Nowhere in Scripture are we instructed to seek to be rich, in fact Proverbs says the opposite. Seeking and stewardship are two separate things. We are told to seek the Kingdom of God, His righteousness, seek God, and seek wisdom and understanding, but not riches. What happens is when we seek what we are instructed to seek, we prosper. The challenge then becomes stewardship of the prosperity, rather than allowing the riches to become the thing we are seeking. I have found this task to be more challenging than I ever imagined, but God! A good question I am asking myself now, how much time am I spending looking at the markets, portfolios, business information, compared to the time seeking His Kingdom, His righteousness, wisdom and understanding?
Through this process my prayers have changed. I have found I Timothy 6:3-10 to be of utmost importance for all of us called to steward wealth. "If anyone advocates a different doctrine and does not agree with sound words, those of our Lord Jesus Christ, and with the doctrine conforming to godliness, he is conceited and understands nothing; but he has a morbid interest in controversial questions and disputes about words, out of which arise envy, strife, abusive language, evil suspicions, and constant friction between men of depraved mind and deprived of the truth, who suppose that godliness is a means of gain. But godliness with contentment is great gain... "
I have been asking God for godliness with contentment now.

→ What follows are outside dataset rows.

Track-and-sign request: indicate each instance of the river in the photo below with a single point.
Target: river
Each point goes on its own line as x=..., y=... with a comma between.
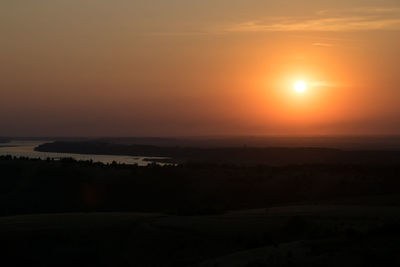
x=27, y=149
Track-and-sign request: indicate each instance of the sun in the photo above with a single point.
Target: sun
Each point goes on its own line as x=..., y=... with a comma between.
x=300, y=87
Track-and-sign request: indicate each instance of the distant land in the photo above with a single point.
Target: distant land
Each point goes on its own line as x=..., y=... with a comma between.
x=229, y=155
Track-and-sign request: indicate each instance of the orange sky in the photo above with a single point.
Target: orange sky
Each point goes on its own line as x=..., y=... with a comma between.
x=211, y=67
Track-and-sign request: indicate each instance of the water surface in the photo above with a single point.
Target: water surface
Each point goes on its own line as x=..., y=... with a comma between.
x=27, y=149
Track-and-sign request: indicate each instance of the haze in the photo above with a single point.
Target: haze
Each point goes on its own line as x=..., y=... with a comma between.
x=211, y=67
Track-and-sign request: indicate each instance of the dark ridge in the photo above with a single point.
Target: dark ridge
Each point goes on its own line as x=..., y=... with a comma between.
x=230, y=155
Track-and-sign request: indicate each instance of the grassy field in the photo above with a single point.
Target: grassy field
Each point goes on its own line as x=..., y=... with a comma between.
x=298, y=235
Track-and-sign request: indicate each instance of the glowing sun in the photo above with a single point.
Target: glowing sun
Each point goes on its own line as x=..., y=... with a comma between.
x=300, y=87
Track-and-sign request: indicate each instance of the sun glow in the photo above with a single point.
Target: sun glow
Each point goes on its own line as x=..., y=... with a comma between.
x=300, y=87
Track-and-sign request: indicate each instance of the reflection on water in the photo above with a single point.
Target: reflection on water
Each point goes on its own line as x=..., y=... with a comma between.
x=26, y=149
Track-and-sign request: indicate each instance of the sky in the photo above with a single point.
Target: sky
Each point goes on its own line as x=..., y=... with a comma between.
x=199, y=68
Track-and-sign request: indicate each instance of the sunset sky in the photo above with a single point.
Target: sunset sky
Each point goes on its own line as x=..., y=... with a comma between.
x=192, y=68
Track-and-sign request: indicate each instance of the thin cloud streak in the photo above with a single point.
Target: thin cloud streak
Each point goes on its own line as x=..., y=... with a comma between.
x=363, y=19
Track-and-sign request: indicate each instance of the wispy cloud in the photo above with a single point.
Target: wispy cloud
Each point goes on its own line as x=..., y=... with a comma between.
x=322, y=44
x=357, y=19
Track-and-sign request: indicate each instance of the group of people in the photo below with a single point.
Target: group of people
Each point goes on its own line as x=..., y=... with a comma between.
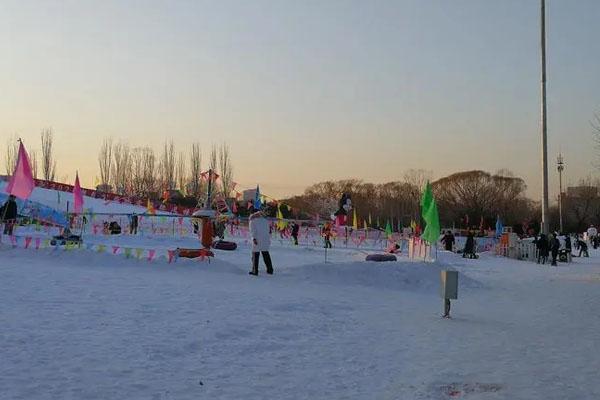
x=552, y=246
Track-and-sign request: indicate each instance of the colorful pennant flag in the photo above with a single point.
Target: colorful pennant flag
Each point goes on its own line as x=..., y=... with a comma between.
x=21, y=182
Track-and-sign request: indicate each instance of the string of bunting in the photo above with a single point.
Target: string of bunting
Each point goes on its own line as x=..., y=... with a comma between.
x=138, y=253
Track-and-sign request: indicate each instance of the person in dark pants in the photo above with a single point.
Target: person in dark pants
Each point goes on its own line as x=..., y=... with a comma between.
x=261, y=242
x=133, y=224
x=469, y=250
x=542, y=248
x=554, y=247
x=582, y=247
x=295, y=231
x=448, y=241
x=8, y=215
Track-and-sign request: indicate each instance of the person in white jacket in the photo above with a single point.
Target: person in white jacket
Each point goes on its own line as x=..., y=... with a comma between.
x=261, y=241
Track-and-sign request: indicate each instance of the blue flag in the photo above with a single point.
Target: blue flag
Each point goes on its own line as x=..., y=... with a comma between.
x=257, y=202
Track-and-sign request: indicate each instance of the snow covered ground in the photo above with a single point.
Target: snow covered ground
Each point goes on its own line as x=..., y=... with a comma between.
x=84, y=325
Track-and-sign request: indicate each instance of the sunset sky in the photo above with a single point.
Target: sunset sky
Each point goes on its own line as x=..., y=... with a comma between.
x=306, y=91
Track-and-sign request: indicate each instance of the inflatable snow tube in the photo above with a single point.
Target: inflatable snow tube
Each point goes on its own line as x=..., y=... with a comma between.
x=381, y=257
x=194, y=253
x=224, y=245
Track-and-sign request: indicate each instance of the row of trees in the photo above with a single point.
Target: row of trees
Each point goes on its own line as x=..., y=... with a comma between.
x=140, y=172
x=46, y=164
x=464, y=199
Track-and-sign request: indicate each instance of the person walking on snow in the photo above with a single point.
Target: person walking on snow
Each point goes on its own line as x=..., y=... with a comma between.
x=542, y=248
x=469, y=250
x=295, y=231
x=8, y=215
x=261, y=241
x=326, y=233
x=448, y=241
x=554, y=247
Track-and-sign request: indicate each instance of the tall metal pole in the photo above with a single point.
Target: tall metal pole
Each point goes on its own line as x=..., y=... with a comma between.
x=561, y=167
x=544, y=227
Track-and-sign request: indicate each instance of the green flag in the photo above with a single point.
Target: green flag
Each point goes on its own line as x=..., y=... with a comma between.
x=426, y=199
x=430, y=215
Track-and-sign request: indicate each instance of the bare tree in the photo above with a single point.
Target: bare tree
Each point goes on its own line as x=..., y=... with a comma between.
x=34, y=163
x=595, y=122
x=213, y=158
x=48, y=161
x=105, y=161
x=582, y=204
x=225, y=169
x=143, y=180
x=12, y=150
x=121, y=173
x=195, y=170
x=182, y=178
x=167, y=166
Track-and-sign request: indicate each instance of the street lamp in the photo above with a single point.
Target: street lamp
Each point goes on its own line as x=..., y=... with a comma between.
x=561, y=167
x=544, y=227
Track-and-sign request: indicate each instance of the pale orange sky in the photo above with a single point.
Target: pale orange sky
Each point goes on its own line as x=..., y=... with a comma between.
x=305, y=91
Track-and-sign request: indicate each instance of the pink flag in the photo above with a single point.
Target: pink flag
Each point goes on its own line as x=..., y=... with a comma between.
x=21, y=182
x=77, y=196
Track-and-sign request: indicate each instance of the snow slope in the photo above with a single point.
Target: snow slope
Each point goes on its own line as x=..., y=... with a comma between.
x=83, y=325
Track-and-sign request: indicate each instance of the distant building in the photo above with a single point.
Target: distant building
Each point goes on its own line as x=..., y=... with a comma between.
x=582, y=191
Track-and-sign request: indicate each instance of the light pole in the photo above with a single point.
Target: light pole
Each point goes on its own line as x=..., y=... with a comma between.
x=544, y=227
x=560, y=166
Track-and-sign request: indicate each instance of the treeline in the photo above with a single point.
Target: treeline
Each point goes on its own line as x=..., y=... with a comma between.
x=43, y=163
x=142, y=172
x=471, y=199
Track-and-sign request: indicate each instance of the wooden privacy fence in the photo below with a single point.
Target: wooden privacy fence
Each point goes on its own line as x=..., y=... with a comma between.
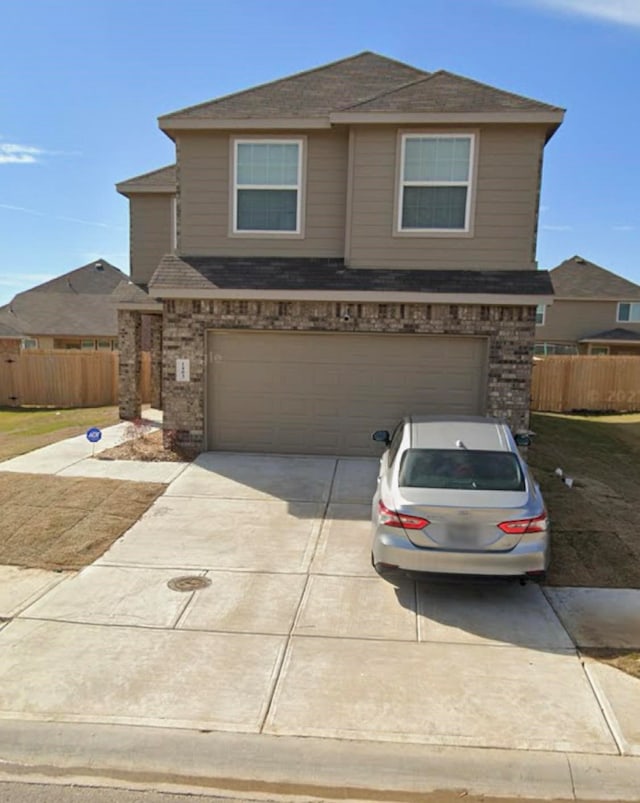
x=564, y=383
x=70, y=378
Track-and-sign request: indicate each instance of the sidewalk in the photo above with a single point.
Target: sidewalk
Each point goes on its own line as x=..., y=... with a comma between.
x=293, y=668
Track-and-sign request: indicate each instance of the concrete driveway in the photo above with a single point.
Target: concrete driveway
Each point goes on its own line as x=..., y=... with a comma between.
x=293, y=634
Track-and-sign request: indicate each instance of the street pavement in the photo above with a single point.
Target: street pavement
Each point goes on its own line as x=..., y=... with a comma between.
x=284, y=634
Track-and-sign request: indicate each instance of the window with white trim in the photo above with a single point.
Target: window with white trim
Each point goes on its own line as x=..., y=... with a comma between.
x=435, y=182
x=629, y=311
x=267, y=188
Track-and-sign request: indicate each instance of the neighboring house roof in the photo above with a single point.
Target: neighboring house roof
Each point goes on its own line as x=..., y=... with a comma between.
x=79, y=303
x=366, y=83
x=577, y=278
x=618, y=335
x=161, y=180
x=277, y=275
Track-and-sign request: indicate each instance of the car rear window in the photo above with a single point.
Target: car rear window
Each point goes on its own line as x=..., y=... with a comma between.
x=461, y=468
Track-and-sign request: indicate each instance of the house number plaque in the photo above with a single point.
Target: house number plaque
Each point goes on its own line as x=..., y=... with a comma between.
x=182, y=370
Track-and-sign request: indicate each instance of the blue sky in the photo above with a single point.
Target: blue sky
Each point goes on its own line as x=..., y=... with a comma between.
x=82, y=83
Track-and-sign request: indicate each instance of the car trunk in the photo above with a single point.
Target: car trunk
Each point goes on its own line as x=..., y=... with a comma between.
x=464, y=519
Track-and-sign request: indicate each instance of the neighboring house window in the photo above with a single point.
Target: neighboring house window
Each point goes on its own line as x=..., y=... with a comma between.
x=435, y=185
x=267, y=186
x=629, y=311
x=543, y=349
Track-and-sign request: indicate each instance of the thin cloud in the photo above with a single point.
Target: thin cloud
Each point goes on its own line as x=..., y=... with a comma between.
x=65, y=218
x=623, y=12
x=16, y=153
x=12, y=153
x=26, y=279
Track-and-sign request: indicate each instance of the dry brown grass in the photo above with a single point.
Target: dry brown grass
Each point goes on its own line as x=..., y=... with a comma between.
x=594, y=539
x=58, y=523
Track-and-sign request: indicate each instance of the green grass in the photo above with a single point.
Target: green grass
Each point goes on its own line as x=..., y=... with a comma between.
x=23, y=429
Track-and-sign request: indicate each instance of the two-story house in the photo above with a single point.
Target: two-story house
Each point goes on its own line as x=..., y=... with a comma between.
x=594, y=311
x=336, y=249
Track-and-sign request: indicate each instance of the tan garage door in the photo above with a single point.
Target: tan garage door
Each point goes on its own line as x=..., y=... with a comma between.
x=326, y=393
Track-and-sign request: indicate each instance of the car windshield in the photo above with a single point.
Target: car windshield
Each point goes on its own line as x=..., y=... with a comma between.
x=461, y=468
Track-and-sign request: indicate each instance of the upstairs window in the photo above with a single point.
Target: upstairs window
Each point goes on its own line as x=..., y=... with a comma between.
x=267, y=186
x=629, y=311
x=435, y=186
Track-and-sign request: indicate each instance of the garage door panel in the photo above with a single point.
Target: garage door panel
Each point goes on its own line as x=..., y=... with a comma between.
x=325, y=393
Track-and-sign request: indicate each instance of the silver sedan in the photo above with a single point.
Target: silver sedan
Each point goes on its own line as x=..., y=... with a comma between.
x=455, y=496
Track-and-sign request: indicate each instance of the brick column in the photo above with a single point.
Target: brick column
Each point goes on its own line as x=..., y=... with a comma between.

One year I earn more in my job, the next year I earn less, will I be content with what God has provided? I find a test in all of this, will I choose peace and contentment as more important than financial gain? Will I truly trust in the Lord and wait on Him?
I wrestle with having patience, having dreams I want to see the Lord fulfill, and as yet unfulfilled. Not wanting to be in the crucible of refining, yet in meditation in His Word seeing the necessity of the refining, otherwise the wealth could destroy me and my family. It is simple to see, looking at the record of lottery winners, over 90% of whom have destroyed lives, marriages, and families. Will I be different? Will I be able to seek what I am supposed to seek, and steward what I am supposed to steward?
Bill Johnson added another important revelation: It is the blessing of the Lord that makes rich, and He adds no sorrow with it. (Proverbs 10:22) I ask myself this question now, when I have gained, was there sorrow with it? Was there any accompanying loss or sorrow? Was it truly God's blessing? If I listened to someone else's revelation and followed it in the market and lost, what was my reaction? Anger? Frustration? If someone else succeeded and I wasn't in that investment am I envious or jealous? If I share counsel or advice with someone do they receive it well? Do I handle it well if they don't receive it? Can I simply love and pray, blessing my brother or sister and asking God to help them grow and mature in seeking and stewardship? Asking God to help me hear Him more clearly, to be content.
My goal here is not to discourage anyone who has this calling in their lives, but to encourage you. We need to be molded, shaped, refined, to steward what God wants to transfer. If we are not, it can destroy us. I pray that the Lord develop godliness with contentment in you. What is the place of contentment? I Timothy 6:8, “If we have food and covering, with these we shall be content.”
Grow to be content, there are many wicked behaviors associated with godliness as a means of gain. But godliness with contentment is great gain. I have fallen in this area more times than I care to count. Lord, please mold us in the image of Jesus, in godliness with contentment.